Rio Tinto stated that no offer has been made, terms remain uncertain, and it retains flexibility regarding the transaction structure and consideration.
Notably, as per Rule 2.6(a) of the Code, Rio Tinto has until 5:00 p.m. (London time) on February 05, 2026, to announce either a firm intention to make an offer for Glencore or that it does not intend to proceed.
Biggest Mining Merger
According to Reuters, a completed deal would create a global mining leader with an enterprise value exceeding $200 billion (148 billion pounds).

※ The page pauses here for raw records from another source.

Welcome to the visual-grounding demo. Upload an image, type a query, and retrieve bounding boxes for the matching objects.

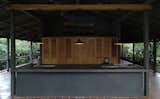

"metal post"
[40,44,42,64]
[7,38,10,71]
[132,43,135,61]
[144,12,150,96]
[153,39,157,73]
[10,11,16,96]
[30,41,33,64]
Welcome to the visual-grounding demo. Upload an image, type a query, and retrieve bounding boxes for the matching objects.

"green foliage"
[0,38,40,67]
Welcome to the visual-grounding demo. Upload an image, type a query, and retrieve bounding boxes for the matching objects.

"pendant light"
[75,38,84,45]
[75,11,84,45]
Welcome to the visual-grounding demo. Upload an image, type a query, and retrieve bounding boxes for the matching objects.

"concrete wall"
[16,72,144,97]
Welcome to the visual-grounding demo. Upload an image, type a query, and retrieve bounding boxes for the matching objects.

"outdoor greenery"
[121,42,160,72]
[0,38,40,69]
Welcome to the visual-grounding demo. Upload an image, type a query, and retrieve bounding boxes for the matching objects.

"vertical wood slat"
[51,38,57,64]
[42,37,118,64]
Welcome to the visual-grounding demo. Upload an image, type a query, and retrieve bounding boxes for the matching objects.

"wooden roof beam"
[8,4,152,11]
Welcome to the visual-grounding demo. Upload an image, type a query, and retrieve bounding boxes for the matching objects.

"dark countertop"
[14,64,146,72]
[33,64,143,69]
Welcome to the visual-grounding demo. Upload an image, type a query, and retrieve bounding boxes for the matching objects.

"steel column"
[132,43,135,61]
[30,41,33,64]
[10,11,16,96]
[7,38,10,71]
[144,12,150,96]
[153,39,157,73]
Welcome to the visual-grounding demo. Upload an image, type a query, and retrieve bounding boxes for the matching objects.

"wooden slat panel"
[42,37,118,64]
[51,38,57,64]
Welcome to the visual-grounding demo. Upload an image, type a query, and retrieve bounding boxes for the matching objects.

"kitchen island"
[15,65,146,97]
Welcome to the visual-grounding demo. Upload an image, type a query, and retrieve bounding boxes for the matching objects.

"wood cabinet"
[42,37,118,64]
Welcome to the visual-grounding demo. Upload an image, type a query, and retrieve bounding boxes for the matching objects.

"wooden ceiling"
[0,0,160,42]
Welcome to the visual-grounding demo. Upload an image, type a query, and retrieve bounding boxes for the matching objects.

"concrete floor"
[0,71,160,99]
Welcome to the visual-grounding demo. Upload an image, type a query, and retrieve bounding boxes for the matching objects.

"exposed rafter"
[8,4,152,11]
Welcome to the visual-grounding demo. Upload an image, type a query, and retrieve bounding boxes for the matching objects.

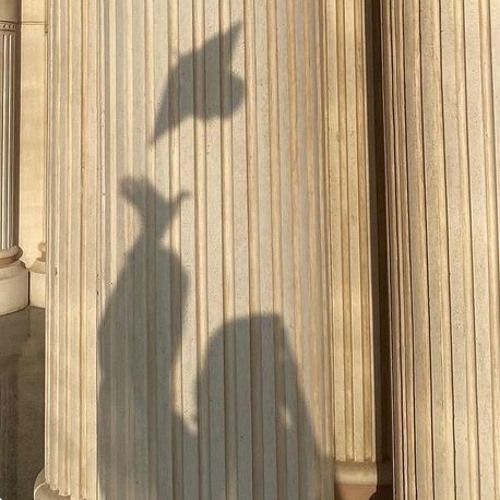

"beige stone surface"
[323,0,390,485]
[383,0,500,500]
[21,0,47,24]
[41,0,333,500]
[0,0,21,22]
[19,24,47,268]
[0,1,28,315]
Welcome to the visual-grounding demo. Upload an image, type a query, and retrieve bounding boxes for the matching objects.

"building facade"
[0,0,500,500]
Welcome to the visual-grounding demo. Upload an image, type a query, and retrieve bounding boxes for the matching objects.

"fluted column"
[0,0,28,315]
[325,0,392,499]
[35,0,333,500]
[383,0,500,500]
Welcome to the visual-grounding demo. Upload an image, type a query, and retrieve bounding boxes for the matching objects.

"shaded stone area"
[0,308,45,500]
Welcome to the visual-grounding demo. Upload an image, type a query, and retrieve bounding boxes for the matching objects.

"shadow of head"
[154,23,245,140]
[120,177,190,238]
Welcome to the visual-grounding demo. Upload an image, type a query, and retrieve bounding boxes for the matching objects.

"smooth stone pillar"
[0,0,28,315]
[382,0,500,500]
[39,0,334,500]
[325,0,392,494]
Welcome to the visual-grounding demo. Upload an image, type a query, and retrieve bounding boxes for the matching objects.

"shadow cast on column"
[97,24,332,500]
[98,179,331,500]
[154,23,245,140]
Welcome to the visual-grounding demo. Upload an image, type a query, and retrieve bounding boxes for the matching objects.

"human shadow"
[154,23,245,140]
[97,179,333,500]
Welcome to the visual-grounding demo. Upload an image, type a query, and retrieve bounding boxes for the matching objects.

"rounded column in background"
[0,0,28,315]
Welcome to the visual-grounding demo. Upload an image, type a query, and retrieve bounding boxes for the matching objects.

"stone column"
[325,0,392,500]
[19,0,48,308]
[0,0,28,315]
[35,0,333,500]
[383,0,500,500]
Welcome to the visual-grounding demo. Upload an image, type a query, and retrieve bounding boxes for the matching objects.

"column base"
[0,261,29,316]
[335,462,393,500]
[33,470,70,500]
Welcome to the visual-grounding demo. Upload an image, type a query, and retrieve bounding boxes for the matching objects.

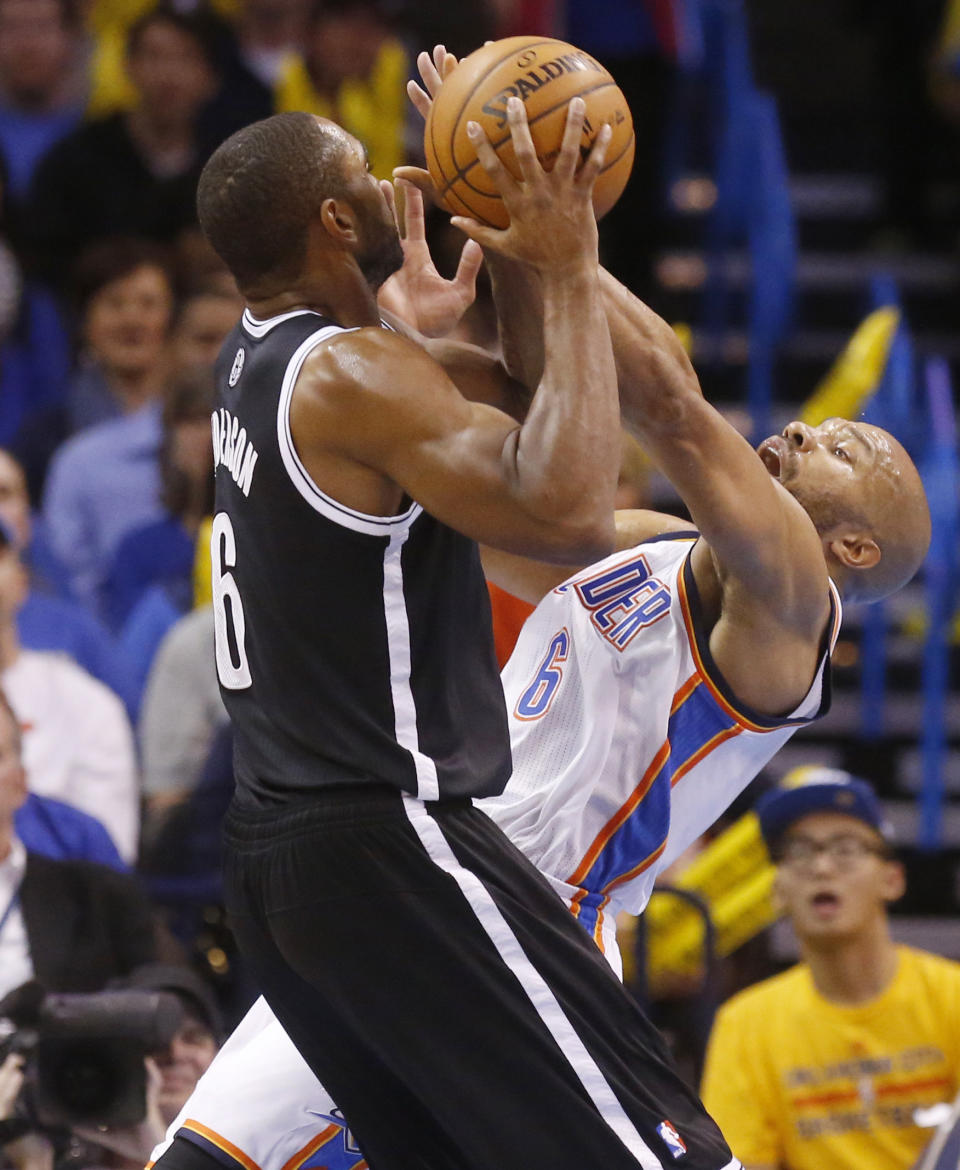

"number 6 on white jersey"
[210,512,253,690]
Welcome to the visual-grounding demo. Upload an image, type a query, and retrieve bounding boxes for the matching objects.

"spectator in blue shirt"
[13,235,173,498]
[43,388,164,614]
[105,365,215,629]
[0,448,132,711]
[0,0,83,221]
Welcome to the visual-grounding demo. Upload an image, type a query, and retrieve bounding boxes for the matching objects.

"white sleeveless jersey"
[481,532,841,959]
[147,998,366,1170]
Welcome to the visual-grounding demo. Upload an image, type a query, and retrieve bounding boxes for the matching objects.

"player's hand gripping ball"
[423,36,634,228]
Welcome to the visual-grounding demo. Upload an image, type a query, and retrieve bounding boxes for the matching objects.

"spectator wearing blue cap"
[703,769,960,1170]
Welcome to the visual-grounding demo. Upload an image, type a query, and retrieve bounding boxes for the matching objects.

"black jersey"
[212,310,511,804]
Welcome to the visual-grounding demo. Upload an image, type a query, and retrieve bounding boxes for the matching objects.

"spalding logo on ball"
[423,36,634,227]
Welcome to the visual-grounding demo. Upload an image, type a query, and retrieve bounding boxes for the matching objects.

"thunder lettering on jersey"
[210,310,510,805]
[484,532,840,964]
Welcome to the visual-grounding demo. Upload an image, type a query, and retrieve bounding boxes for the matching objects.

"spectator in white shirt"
[0,521,140,861]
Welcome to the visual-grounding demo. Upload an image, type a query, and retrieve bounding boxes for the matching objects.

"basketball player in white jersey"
[147,114,930,1170]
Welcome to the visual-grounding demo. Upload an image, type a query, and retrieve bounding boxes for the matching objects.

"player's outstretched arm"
[601,273,828,628]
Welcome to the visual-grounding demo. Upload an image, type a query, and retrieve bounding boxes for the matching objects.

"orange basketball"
[423,36,634,227]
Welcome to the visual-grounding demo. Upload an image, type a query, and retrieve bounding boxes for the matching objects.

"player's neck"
[801,915,897,1006]
[0,620,20,670]
[247,269,380,329]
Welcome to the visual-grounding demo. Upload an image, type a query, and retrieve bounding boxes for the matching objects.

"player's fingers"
[380,179,403,235]
[576,122,614,190]
[467,122,519,198]
[450,215,503,248]
[407,81,434,119]
[454,240,483,301]
[399,179,427,243]
[553,97,587,179]
[506,97,544,183]
[416,46,443,97]
[393,166,434,194]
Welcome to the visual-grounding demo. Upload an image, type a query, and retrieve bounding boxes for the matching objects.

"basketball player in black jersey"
[189,95,738,1170]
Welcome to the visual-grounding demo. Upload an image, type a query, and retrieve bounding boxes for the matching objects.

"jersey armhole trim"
[677,549,841,732]
[173,1117,260,1170]
[240,309,320,340]
[277,325,423,537]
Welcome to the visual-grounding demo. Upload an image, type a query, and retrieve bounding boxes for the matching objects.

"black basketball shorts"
[225,789,739,1170]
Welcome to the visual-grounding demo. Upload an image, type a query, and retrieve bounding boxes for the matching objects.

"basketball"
[423,36,634,228]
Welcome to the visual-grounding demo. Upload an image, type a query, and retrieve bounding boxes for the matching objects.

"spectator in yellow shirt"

Rio Tinto currently has a market capitalization of approximately $137 billion, while Glencore is valued at roughly $70 billion, underscoring the potential scale of a possible combination.
History Of Prior Talks
The renewed discussions revive a long and sometimes contentious relationship between the two miners. In 2014, Rio Tinto rejected a merger proposal from Glencore, sparking a public standoff between then-CEO Ivan Glasenberg of Glencore and Rio Tinto's leadership.
More recently, the companies held preliminary merger talks last year, which ultimately collapsed without an agreement.
RIO Price Action: Rio Tinto shares were down 3.46% at $81.28 during premarket trading on Friday, according to Benzinga Pro data.